All this explains why repairing the civil sphere is far from a smooth ride on a sunny day. It is a bumpy and accelerating ride, and it will eventually crash, with cars piling up behind it. Progress is a frontlash movement that triggers backlash, a reactive response aiming to reverse the civil sphere’s newly won expansions.1 Frontlash sends shock waves through the brain and limbs of forward- leaning passengers. The brakes get slammed on, and riders are jerked backward. They shout, “Stop! We can’t go so fast and so far.” Backlash torques the torso of the social body, blocking the forward motion of the “civil sphere express.” It aims not only to stop the civil sphere’s forward motion, but to push it backward to an earlier place.
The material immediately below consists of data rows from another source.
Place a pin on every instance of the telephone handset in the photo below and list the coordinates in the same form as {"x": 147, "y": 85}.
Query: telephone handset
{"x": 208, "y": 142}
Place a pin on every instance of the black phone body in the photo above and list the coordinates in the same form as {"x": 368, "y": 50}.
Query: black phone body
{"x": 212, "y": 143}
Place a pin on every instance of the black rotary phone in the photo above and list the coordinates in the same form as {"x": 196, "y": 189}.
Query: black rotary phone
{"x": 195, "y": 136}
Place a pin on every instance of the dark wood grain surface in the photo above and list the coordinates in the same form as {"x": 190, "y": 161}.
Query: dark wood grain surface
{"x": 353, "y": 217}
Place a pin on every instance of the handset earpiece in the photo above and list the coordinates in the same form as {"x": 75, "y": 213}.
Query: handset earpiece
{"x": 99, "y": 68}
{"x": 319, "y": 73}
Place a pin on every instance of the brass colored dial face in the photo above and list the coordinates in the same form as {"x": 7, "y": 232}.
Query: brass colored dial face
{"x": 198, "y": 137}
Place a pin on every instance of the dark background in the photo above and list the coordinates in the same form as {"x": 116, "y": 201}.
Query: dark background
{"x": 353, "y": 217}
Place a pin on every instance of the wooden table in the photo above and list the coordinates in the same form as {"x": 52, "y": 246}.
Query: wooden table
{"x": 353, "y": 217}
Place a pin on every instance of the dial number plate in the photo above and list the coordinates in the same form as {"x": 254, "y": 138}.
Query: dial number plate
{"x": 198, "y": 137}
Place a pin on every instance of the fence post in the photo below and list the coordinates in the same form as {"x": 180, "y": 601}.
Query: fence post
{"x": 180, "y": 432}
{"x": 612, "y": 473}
Backlash pollutes more universal definitions of solidarity; it embraces the meanings of social life that existed in the old and golden days, highlighting qualities that more closely resemble the core group’s (cf. Karakaya 2020).
While American President Donald Trump is only the most recent in a long line of angry, reactionary, and radical American political figures (Mast 2021), he is the first explicitly anti- civil leader to have been elected to occupy the White House.2 He triumphed by creating powerfully felicitous performances that challenged frontlash movements of progressive social change. Trump’s 2016 campaign reacted against the ascension to the presidency of the African- American Barack Obama and against the “Black Lives Matter” movement that exploded in President Obama’s second term. Trump created a deceitful, insinuating, and highly effective “birther” campaign that painted the first Black American president as a foreigner not born on American soil.3 His campaign resounded with rhetoric insisting that “Blue Lives” (of policemen) and “White Lives” (of the silent majority) mattered more than the lives of protesting Blacks (Ostertag 2020).
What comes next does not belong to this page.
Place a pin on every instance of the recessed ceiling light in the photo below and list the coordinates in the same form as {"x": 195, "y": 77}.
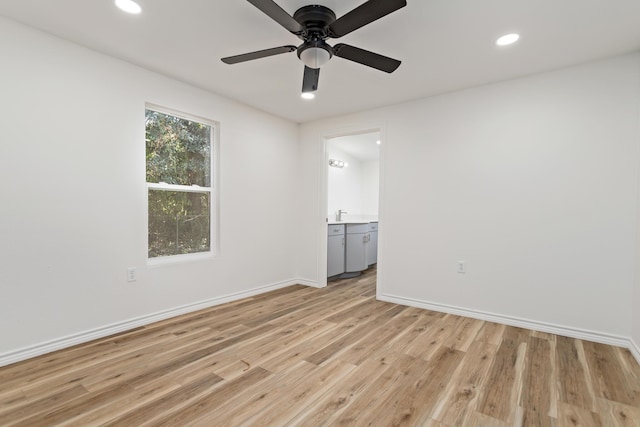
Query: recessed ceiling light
{"x": 129, "y": 6}
{"x": 507, "y": 39}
While racism continued to provide background music for Trump’s comeback campaign in 2024, the backlash fueling it was most powerfully energized by anti- feminism.4 #MeToo had erupted during the crudely misogynist president’s first term in office, and its searing pollution of sexual harassment in the workplace continued to inflame American public life in the years after.5 In 2024, Trump’s Democratic opponent was Kamala Harris, a mixed- race “woman of color.” As Trump once again campaigned on the backward- looking promise to “Make America Great Again,” Kamala Harris emphatically disagreed, adamantly insisting, “We’re Never Going Back.” The Democrat represented frontlash forces, the Republican the forces of backlash.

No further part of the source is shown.